Die IoT-Plattform von Dürr soll es beispielsweise ermöglichen, Produktionsprozesse auf Basis von Echtzeitdaten (Big Data) digital zu steuern und zu analysieren. Auf Basis der neuen IoT-Plattform könnten Anwender den Betrieb ihrer Dürr-Lösungen optimieren und die Flexibilität und Reaktionsgeschwindigkeit der Produktion steigern. Mit den neuen digitalen Services streben die Schwaben Dürr zusätzliches Wachstum an. Ihre Partnerschaft sehen Dürr und die Software AG als ein Beispiel für "Industrie 4.0 - Made in Digital Germany". Ein Markting-Label, das die Software AG zur CeBIT 2017 initiiert hatte.

Partnerschaft zwischen IBM und ABB

Diese Kooperation zwischen Prozesstechnik- oder Automatisierungs-Unternehmen (OT) und IT-Konzernen war ein weiterer Trend auf der HMI. Gemäß dem diesjährigen Messe-Motto "Integrated Industry - Creating Value" scheinen die Unternehmen erkannt zu haben, dass sie im Wettlauf um ausgeklügelte Industrie-4.0 oder Digitalisierungs-Lösungen zusammenarbeiten müssen, weil sie im Alleingang fehlendes Know-how nicht schnell genug erlernen können.
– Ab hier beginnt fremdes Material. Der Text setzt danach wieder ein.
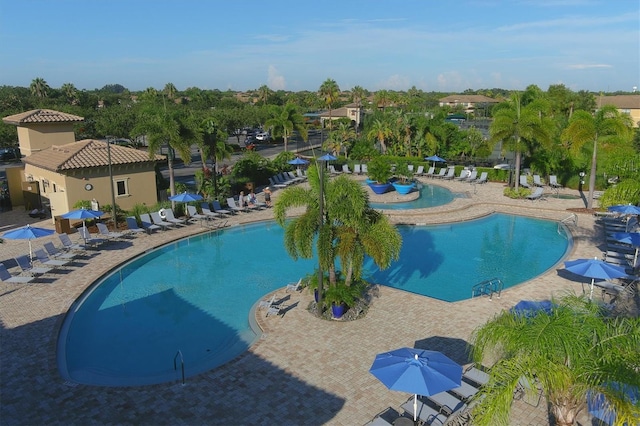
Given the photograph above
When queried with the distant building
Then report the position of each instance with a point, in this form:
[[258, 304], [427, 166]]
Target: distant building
[[59, 171], [626, 104]]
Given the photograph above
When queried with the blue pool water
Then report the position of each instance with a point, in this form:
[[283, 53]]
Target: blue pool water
[[194, 296], [430, 196]]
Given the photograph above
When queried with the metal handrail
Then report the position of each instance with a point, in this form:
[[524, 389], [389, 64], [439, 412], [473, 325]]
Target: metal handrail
[[175, 363]]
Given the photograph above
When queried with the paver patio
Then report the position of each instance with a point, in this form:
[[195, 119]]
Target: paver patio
[[302, 371]]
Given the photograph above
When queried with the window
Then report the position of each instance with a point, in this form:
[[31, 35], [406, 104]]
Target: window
[[122, 187]]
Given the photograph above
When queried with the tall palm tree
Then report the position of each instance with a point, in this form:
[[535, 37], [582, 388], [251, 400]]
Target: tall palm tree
[[350, 229], [329, 92], [570, 353], [607, 128], [39, 87], [285, 120], [514, 122], [381, 131]]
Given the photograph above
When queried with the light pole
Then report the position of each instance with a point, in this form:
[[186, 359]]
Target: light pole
[[113, 193]]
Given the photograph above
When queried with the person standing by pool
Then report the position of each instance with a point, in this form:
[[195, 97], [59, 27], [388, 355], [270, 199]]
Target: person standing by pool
[[267, 196]]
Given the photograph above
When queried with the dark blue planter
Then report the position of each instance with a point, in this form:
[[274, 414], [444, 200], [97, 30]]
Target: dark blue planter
[[403, 188], [380, 188], [338, 310]]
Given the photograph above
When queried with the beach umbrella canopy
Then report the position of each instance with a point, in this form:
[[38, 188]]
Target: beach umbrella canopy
[[595, 269], [416, 371], [27, 233], [625, 209], [185, 197], [531, 307], [631, 238], [599, 407], [298, 161]]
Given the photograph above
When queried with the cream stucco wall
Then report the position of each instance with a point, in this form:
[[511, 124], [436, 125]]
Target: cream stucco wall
[[36, 137]]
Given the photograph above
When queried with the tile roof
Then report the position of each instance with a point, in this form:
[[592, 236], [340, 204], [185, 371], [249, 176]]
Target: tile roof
[[620, 101], [86, 153], [41, 116]]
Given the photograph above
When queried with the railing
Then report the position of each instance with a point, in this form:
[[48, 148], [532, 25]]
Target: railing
[[487, 288], [175, 363]]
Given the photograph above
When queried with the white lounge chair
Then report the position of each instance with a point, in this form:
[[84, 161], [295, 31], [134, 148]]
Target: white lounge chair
[[157, 219], [170, 217], [536, 194], [27, 267], [132, 225], [147, 223], [56, 253], [6, 277], [217, 208], [104, 231], [294, 286]]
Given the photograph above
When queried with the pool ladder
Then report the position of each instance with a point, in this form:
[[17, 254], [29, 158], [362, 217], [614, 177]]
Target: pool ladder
[[175, 363], [487, 288]]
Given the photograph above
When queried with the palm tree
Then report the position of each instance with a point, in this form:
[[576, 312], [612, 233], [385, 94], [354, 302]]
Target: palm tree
[[381, 131], [514, 122], [607, 127], [350, 228], [572, 352], [329, 92], [39, 87], [285, 120]]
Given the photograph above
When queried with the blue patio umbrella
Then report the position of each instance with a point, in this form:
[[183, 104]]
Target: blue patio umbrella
[[531, 307], [185, 197], [595, 269], [625, 209], [27, 233], [435, 159], [298, 161], [599, 407], [631, 238], [417, 371]]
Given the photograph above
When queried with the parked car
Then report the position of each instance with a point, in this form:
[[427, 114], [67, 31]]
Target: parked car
[[263, 136]]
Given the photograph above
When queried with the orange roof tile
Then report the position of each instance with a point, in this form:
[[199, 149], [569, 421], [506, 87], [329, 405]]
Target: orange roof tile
[[86, 153], [41, 116]]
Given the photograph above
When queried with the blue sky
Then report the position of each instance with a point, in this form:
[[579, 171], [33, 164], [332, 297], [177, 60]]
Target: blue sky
[[434, 45]]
Ein weiteres Beispiel für diesen Trend zur Kooperation waren in Hannover der Schweizer Elektrokonzern ABB und IBM. Gemeinsam wollen sie künstliche Intelligenz in industrielle Lösungen bringen. Dazu soll das Digitalangebot ABB Ability mit den kognitiven Fähigkeiten von IBMs Watson IoT zusammengeführt werden. und dadurch neuen Mehrwert für Kunden in der Energieversorgung, der Industrie sowie im Transport- und Infrastruktursektor schaffen wird. "Diese Kombination stellt die nächste Stufe der Industrietechnologie dar", erklärt Ulrich Spiesshofer, CEO von ABB, "sie geht über die aktuellen angeschlossenen Systeme hinaus, die lediglich Daten sammeln, und ermöglicht Industriebetriebe und Maschinen, die Daten für die Erfassung von zentralen Informationen, für die Analyse und Optimierung nutzen."

Watson in der Produktion

Mit Watson will ABB Fehler in der Produktion künftig schneller erkennen.
Mit Watson will ABB Fehler in der Produktion künftig schneller erkennen.
Foto: ABB

ABB und IBM wollen die künstliche Intelligenz von Watson beispielsweise dazu nutzen, um Fehler mit Hilfe von Echtzeit-Produktionsbildern zu finden, die von einem ABB-System erfasst werden. Anschließend analysiert IBM Watson loT for Manufacturing die Bilder. Glaubt man ABB, erfolgten diese Prüfungen bislang manuell, was ein langsamer und fehleranfälliger Prozess war. Mit Hilfe von Watson sowie der industriellen Automationstechnologie von ABB soll nun die Genauigkeit und Konsistenz verbessert werden.

Watson im Smart Grid

Ein anderes Einsatzszenario für Watson sind etwa Smart Grids. Der Plan hierbei ist, mit Hilfe von Watson die Angebots- und Nachfragemuster für Strom anhand von historischen Daten und Wetterdaten vorherzusehen. Auf diese Weise will man Betrieb und Wartung der heutigen Smart Grids optimieren. Anhand der Vorhersagen für Temperatur, Sonneneinstrahlung und Windgeschwindigkeit kann die Nachfrage prognostiziert werden, so dass Energieversorger in der Lage sind, das Last-Management und die Echtzeit-Preisbildung zu optimieren.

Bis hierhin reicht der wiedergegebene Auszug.